Dean, Smith & Grace
- Industry: Engineering
- Founded: 1865
- Founder: Joseph Dean
- Headquarters: Keighley, West Yorkshire, England
- Area served: Global
- Key people: Joseph Dean, James Smith, Harry Smith
- Products: Machine Tools
- Website: www.dsgmachines.com

= Dean, Smith & Grace =

British manufacturer of lathes and milling machines

Dean, Smith & Grace is a British manufacturer of lathes and milling machines, based in Keighley, West Yorkshire. Their products have been described as "the Rolls-Royce of lathes".

== History ==
The company was founded in 1865 by Joseph Dean (born c1825 in Barnoldswick, then in the West Riding of Yorkshire), in Bingley, West Yorkshire, known as "Old Dean", who retired in the late 1800s and died in Ilkley, West Yorkshire, in 1909.

In the late 1860s Dean Smith & Grace moved to Keighley, and exported machine tools across the Empire. Following Joseph Dean's retirement, the company traded as Smith & Grace of Thrapston, The Smith and Grace of Thrapston were different individuals sharing the same surname. The assumed connection between the two companies is probably false. but in 1908 a private company was reformed as "Dean Smith & Grace 1908 Ltd".

By the early 20th century, Dean Smith & Grace had grown to be one of the leading heavy tool firms in Yorkshire. In response to the introduction of high speed steel around 1900, the company ceased building to customers' individual specifications and concentrated on a new type of steel geared lathe built for strength and rigidity.

Herbert Smith, the aircraft designer who was responsible for designs such as the Sopwith Triplane, Camel, and Snipe worked for the firm in the years before the First World War.

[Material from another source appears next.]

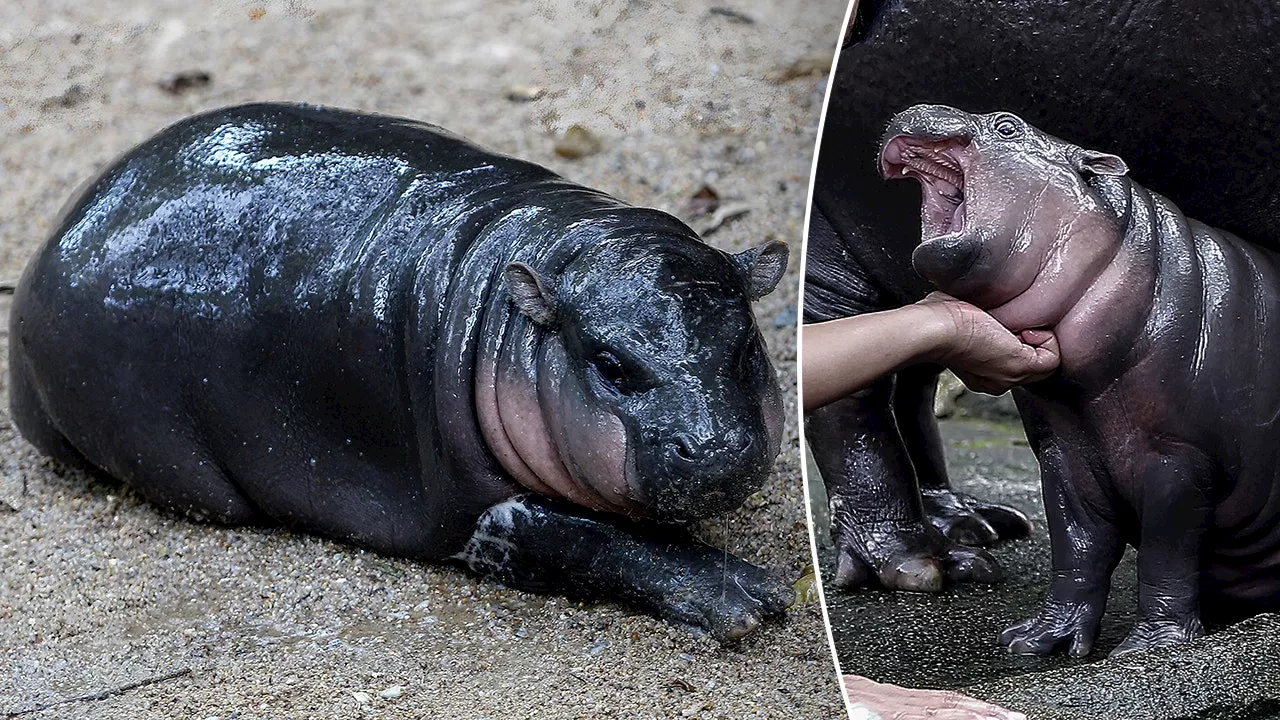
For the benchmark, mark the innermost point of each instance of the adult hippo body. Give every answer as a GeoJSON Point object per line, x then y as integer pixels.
{"type": "Point", "coordinates": [1161, 427]}
{"type": "Point", "coordinates": [368, 328]}
{"type": "Point", "coordinates": [1159, 82]}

The company continued as an independent manufacturer until 1973 when bought out by the Monarch Machine Tool Company of Sidney, Ohio, USA. By this time the company was noted for equipping the engineering research laboratories and workshops at UMIST in Manchester. The same laboratory continues to use the same machines into the 21st century, citing them in their research publications. When Monarch went into bankruptcy the company was bought by Newsmith Stainless Limited of Roberttown, West Yorkshire, and now trades as Dean Smith & Grace Lathes UK Limited.

In 2012 the company was acquired by the MTTG group.

In April 2015, it was announced that Dean, Smith and Grace was to be moved to Halifax by MTTG.

	In 2025, Dean Smith & Grace Limited, is located at Unit 4, Shay Lane Works, Shay Lane, Halifax, Yorkshire, England.